# **Karaoke Scoring System**

### **Overview:**
The Karaoke Scoring System is meticulously designed to evaluate a user's singing performance against an original track. Utilizing advanced audio processing techniques and alignment strategies, it delivers precise and insightful scoring, ensuring users gain deep insights into their performance.

### **KaraokeData:**
At the core of our system is the `KaraokeData` class, serving as the single access point for essential data for a particular song: the original singer's audio, the instrumental track, and synchronized lyrics. Beyond just storage, this class adeptly parses lyrics into a structured format, ensuring time-specific lyric extraction, which is paramount for aligning user feedback with distinct moments in the song.

#### **Utilization Within KaraokeData:**
- The **original singer's audio** sets the standard for user performance comparisons.
- The **instrumental track** is instrumental in audio preprocessing, aiding in identifying and attenuating background noises.
- **Synchronized lyrics** enhance the user experience, providing context to the feedback and ensuring precision in alignment.

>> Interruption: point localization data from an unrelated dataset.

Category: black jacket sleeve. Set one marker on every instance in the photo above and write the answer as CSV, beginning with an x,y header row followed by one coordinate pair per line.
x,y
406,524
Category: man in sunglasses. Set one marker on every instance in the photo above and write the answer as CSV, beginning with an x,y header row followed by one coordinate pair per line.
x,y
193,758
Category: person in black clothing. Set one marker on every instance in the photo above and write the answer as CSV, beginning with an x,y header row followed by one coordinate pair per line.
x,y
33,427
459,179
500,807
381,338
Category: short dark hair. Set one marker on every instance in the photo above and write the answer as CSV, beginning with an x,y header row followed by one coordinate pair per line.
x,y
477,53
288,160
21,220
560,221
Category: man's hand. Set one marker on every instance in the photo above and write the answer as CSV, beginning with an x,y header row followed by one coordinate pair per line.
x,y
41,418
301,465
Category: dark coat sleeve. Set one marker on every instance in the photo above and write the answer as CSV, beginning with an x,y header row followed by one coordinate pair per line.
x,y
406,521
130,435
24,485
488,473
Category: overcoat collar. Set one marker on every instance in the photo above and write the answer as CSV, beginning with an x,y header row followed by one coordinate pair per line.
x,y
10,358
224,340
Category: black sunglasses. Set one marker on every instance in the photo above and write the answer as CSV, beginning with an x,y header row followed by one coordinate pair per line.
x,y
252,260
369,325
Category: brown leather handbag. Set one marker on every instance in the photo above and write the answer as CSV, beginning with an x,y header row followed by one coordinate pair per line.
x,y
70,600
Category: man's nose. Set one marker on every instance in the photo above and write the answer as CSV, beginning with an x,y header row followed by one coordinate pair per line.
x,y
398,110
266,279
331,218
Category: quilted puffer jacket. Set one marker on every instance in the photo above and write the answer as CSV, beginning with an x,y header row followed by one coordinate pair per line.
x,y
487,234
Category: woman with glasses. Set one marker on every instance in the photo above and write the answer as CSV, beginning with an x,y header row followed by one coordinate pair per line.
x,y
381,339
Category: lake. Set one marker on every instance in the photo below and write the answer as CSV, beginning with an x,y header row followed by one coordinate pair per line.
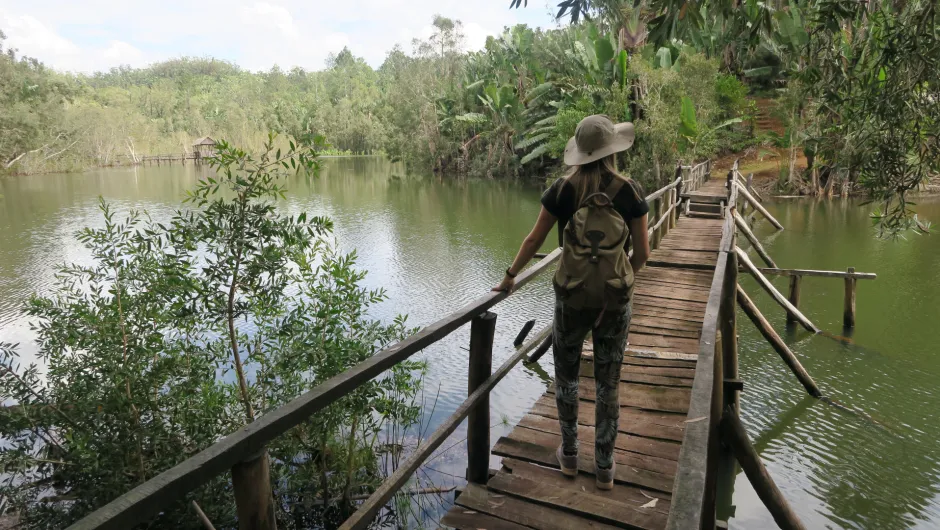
x,y
438,245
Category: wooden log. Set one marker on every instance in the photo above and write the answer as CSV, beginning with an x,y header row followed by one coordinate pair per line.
x,y
147,499
364,516
733,433
768,332
202,516
794,297
848,315
824,274
540,351
759,207
254,501
742,226
482,330
772,291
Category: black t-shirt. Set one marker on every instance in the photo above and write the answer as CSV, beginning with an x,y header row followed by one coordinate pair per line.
x,y
630,201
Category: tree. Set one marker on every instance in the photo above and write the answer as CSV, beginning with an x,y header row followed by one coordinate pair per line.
x,y
873,73
183,332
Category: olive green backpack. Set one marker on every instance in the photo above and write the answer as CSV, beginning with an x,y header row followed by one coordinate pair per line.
x,y
594,272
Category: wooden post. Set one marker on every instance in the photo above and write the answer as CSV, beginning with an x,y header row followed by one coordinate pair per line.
x,y
768,332
729,330
733,433
482,330
848,317
773,292
757,206
254,503
742,226
657,212
794,297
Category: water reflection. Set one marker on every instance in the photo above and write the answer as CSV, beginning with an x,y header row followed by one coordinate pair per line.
x,y
839,470
437,245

### **AudioPreprocessor:**
The `AudioPreprocessor` class refines the user's audio through:
1. **Normalization**: Adjusting the audio to have zero mean and unit variance.
2. **Silence Trimming**: Removing any leading and trailing silences from the user's audio.
3. **Spectral Gate**: Filtering out frequencies below a threshold, significantly reducing low-level noise.
4. **Adaptive Noise Reduction**: Harnessing the instrumental track to pinpoint and eliminate background noise from the user's audio.
5. **Voice Activity Detection (VAD)**: Spotting segments where the user is actively singing, ensuring the vocal's prominence over potential background disturbances.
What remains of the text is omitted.